If the recent declines were technical in nature shouldn’t the currency should recover?

Not necessarily so.

“Given that yesterday’s moves were clearly abnormal, a case could be made that the rand should go back to where it started. This seems unlikely. Sentiment, already so poor, has been hit hard and it seems the rand will hold on to at least 3 percent losses.”

Flash crash or not, the rand is vulnerable, Monfort said.

“The South Africa Reserve Bank retains the political and institutional independence to continue to hike interest rates in response to ZAR weakness (and inflationary pass through) despite very sluggish growth, high unemployment and upcoming local elections,” Rosenberg said. “If anything, institutional weakness in the treasury will probably drive a more hawkish (South Africa Reserve Bank), which has been engaged in a slow rate hike cycle of three 25 basis points increases since a 50 basis points hike in January 2014. In our view SARB continues to view itself as South Africa’s core institutional bulwark against weak economic governance, and this will influence its policy reaction function.”
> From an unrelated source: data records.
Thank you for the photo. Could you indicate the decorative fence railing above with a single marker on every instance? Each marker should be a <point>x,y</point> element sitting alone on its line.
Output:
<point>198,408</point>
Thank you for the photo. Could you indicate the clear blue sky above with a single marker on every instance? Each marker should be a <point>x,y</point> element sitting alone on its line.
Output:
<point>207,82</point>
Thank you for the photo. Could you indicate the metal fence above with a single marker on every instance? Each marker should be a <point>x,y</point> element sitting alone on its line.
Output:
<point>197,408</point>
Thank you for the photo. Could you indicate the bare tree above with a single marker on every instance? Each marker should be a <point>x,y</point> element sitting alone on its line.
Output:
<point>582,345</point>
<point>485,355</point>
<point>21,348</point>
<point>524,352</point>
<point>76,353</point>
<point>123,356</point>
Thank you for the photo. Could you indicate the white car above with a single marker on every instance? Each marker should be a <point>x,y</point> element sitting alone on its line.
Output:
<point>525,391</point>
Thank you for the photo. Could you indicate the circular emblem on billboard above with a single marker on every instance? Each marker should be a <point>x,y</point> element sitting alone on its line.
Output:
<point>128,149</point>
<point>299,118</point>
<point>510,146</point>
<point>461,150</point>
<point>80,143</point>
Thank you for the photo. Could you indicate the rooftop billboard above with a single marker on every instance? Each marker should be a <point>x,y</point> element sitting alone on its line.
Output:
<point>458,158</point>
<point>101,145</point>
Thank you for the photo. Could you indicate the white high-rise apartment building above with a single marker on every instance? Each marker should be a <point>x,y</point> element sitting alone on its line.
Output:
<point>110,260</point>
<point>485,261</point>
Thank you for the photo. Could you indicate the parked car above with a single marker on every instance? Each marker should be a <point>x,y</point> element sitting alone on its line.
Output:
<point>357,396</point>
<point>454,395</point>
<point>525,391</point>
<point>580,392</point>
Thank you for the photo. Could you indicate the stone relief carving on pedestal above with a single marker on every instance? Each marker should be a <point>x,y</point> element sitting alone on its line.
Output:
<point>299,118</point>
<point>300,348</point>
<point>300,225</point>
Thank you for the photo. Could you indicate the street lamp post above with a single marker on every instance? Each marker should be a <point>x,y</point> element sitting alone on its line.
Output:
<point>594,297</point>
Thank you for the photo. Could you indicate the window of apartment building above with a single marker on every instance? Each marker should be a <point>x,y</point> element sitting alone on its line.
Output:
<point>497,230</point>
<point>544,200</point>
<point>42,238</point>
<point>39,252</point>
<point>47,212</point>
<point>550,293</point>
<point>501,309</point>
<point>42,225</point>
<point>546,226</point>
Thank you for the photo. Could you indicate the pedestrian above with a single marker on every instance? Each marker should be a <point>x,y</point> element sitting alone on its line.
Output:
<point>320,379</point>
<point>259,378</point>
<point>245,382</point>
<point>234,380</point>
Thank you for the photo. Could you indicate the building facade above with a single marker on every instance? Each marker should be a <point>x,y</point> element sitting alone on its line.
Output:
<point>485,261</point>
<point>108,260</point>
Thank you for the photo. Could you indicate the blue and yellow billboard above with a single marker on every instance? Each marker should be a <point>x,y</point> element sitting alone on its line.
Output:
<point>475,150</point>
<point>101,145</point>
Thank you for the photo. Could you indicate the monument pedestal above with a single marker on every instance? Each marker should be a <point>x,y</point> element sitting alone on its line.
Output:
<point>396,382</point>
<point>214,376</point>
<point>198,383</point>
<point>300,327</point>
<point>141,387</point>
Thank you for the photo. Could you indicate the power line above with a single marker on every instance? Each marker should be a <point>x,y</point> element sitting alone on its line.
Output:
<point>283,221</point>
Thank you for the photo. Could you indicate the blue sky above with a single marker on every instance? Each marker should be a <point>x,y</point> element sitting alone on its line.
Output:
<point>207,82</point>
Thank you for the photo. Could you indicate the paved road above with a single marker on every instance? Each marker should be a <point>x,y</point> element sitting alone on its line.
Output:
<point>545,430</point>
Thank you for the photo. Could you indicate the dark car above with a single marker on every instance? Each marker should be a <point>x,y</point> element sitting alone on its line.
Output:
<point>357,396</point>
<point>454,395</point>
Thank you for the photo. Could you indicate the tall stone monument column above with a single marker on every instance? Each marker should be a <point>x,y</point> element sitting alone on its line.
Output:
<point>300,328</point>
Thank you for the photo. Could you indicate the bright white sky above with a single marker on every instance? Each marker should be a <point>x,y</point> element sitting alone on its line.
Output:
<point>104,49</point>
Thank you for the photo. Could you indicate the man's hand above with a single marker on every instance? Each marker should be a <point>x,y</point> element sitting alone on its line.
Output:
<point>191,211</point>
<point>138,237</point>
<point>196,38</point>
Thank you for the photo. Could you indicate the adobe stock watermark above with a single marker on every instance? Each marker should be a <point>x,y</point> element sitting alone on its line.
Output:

Rising inflation and weak fundamentals create a difficult-to-solve conundrum for the South African Reserve Bank.

If it keeps interest rates low, inflation could rise even higher and the rand will continue to devalue. If it raises interest rates to combat inflation it risks stifling growth.

One possibility is that the central bank could intervene directly as several other central banks have done including the European Central Bank, Swiss National Bank and Reserve Bank of New Zealand.

Analysts at Standard Bank predict the Reserve Bank could raise rates by 50 basis points at its next meeting, scheduled for Jan. 28.

In 2001 and 2008, the South African Reserve Bank did some aggressive rate hikes when the rand slid, Standard Bank analysts said.

“It is hard to see the rand pull back on a sustainable basis,” analysts said. “In recent weeks we have seen South Africa’s real effective exchange rate fall sharply to levels last seen in 2001 and 2008.”

If the bank does not move before it’s next meeting, it could be the focus of intense speculation, Monfort said.

The rand’s upward trend is expected to continue.

“The up-trend is solid, except momentum which is overbought, however this can happen for extended periods in up-trend. Ideally traders should wait until momentum moves out of overbought territory before buying again,” Monfort said.